Pour sa part, le maire de Trois-Rivières, Yves Lévesque, comprend mal que Québec ait autorisé ce déversement alors qu’en 2008, le ministère de l’Environnement avait interdit à sa municipalité de rejeter de la neige propre dans le fleuve. La décision du ministère avait coûté 2 millions à sa ville. « C’est deux poids deux mesures », estime-t-il.

13 commentaires
  • Line Marcheterre - Abonnée 2 octobre 2015 12 h 55

    Le ridicule ne tue pas

    Je n'en reviens pas vraiment de cette incapacité à justifier des sommes d'argent quand vient le temps de protéger l'environnement! Et de dire en plus que nous avons l'autorisation du Ministère de l'environnement, bravo! mais nous n'avons pas de Ministère de l'environnement...voilà qui est vraiment décourageant....
    C'est une vraie honte!!

  • Luc Fortin - Abonné 2 octobre 2015 14 h 43

    Les cancres

    Rappelons-nous ce qui c'était passé à Longueuil : Après la découverte de la fuite de 28 000 litres de diesel dans le réseau d'égout de Longueuil et dans le fleuve Saint-Laurent mercredi, Longueuil avait pourtant insisté pour dire que les réservoirs d'eau potable n'étaient pas touchés. Et.... pourtant on a été obligé plus tard de constater que oui, ils étaient touchés. Un avis d'interdiction de consommation d'eau potable a été émis pour une durée 36 heures. Dans le cas qui nous occupe on parle de 8 milliards de litres d'eau toxique, coliformes fécaux, eaux usées d’hôpitaux, de garages, commerces, industries, et j'en passe. Dire qu'il n'y aura pas d'impact c'est du mépris pur et simple envers les riverians du Fleuve en aval.
    Le Ministère des Transports a donc "oublié" de penser aux égouts de Montréal dans sa planification de la construction de l’Autoroute Bonaventure? Personne ne s'en était rendu compte avant ? On nous prend pour des valises, maintenant ils essaient de réparer leur erreur en coupant dans la protection de l'environnement.
    Quel sera l'impact sur la biodiversité du Fleuve, en aval ? Surles prises d'eau potables ?
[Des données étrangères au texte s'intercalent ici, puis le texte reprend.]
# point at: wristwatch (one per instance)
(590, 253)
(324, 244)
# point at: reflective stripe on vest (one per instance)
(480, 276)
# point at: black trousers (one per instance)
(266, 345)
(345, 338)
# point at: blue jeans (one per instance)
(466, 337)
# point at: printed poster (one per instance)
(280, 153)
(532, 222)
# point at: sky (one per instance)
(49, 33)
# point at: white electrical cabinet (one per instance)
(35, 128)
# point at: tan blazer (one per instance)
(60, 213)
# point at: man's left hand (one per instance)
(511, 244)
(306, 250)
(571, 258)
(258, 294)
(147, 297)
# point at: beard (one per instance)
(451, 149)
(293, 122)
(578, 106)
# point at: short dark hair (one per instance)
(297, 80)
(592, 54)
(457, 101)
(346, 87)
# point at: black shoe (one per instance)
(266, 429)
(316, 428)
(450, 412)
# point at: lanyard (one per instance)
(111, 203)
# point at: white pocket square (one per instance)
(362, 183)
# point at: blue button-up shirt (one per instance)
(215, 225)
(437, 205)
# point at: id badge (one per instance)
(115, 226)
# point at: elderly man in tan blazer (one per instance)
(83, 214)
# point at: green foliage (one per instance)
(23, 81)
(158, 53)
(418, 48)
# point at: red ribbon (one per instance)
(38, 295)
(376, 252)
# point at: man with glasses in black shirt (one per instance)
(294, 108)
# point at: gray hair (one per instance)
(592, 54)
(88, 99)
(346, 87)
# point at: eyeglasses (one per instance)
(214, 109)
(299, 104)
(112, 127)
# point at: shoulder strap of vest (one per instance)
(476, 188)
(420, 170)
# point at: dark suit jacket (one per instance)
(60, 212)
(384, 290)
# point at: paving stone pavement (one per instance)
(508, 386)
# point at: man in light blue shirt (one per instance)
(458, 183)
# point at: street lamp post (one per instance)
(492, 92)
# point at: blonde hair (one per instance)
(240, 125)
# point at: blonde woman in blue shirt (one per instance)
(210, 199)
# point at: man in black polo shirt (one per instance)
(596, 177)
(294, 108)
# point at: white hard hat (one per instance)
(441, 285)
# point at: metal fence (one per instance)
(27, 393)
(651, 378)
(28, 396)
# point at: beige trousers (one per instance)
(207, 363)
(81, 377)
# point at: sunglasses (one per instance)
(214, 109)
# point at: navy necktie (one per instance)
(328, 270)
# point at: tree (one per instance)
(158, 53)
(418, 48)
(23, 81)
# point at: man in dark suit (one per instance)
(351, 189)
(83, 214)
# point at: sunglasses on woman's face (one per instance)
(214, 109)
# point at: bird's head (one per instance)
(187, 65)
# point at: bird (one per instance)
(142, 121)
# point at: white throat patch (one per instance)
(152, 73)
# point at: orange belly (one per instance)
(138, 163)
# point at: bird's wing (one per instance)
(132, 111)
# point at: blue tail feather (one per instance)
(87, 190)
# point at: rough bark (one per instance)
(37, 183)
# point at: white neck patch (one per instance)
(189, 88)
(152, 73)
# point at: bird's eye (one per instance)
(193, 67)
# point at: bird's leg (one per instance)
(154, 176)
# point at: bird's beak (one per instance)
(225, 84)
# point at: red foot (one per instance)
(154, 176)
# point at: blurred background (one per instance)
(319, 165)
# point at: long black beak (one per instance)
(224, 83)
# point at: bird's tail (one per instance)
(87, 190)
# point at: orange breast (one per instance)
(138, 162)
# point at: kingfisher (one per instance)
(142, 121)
  • François Dugal - Inscrit 2 octobre 2015 16 h 45

    Buvez de la m ...

    Huit MILLIARDS de litres d'eaux usées dans le fleuve; monsieur David Heurtel, ministre de l'environnement, donne le permis requis.
    Ben coudonc ....

  • Colette Pagé - Inscrite 2 octobre 2015 17 h 22

    L'incohérence à son maximum !

    Par cette décision les pouvoirs publics viennent d'annuler des années d'éducation environnementale visant à protéger le fleuve. Comment expliquer que les spécialistes ne s'indignent pas davantage dans cette décision par laquelle durant une semaine jour et nuit le fleuve sera pollué avec la complicité des autorités.

    La bonne nouvelle c'est que dans les pays de dictature cette démarche se ferait dans l'opacité la plus complète.

    • Robert Beauchamp - Abonné 2 octobre 2015 17 h 45

      Mais nous sommes dans un mode de dictature, appelé «dictature douce».

      De plus, pourquoi ne pas avoir prévu dans les coûts du projet, les déviations requises pour éviter ce qui nous est maintenant imposé?
      J'ai la ferme conviction que tous les enjeux reliés à cette décision ne nous sont pas dévoilés. Comment faire confiance? Après cela faire du prêchi prêcha sur «Montréal vert, et Fleuve bleu»? Mon oeil. Confiance nulle.

  • Richard Génois Chalifoux - Inscrit 2 octobre 2015 18 h 52

    Le pouvoir de polluer

    Faudra-t-il une autre enquête Charbonneu pour découvrir qui sont les pollueurs payés…par la ville?

    C’est de l’administration à la petite semaine absolument dégoutante.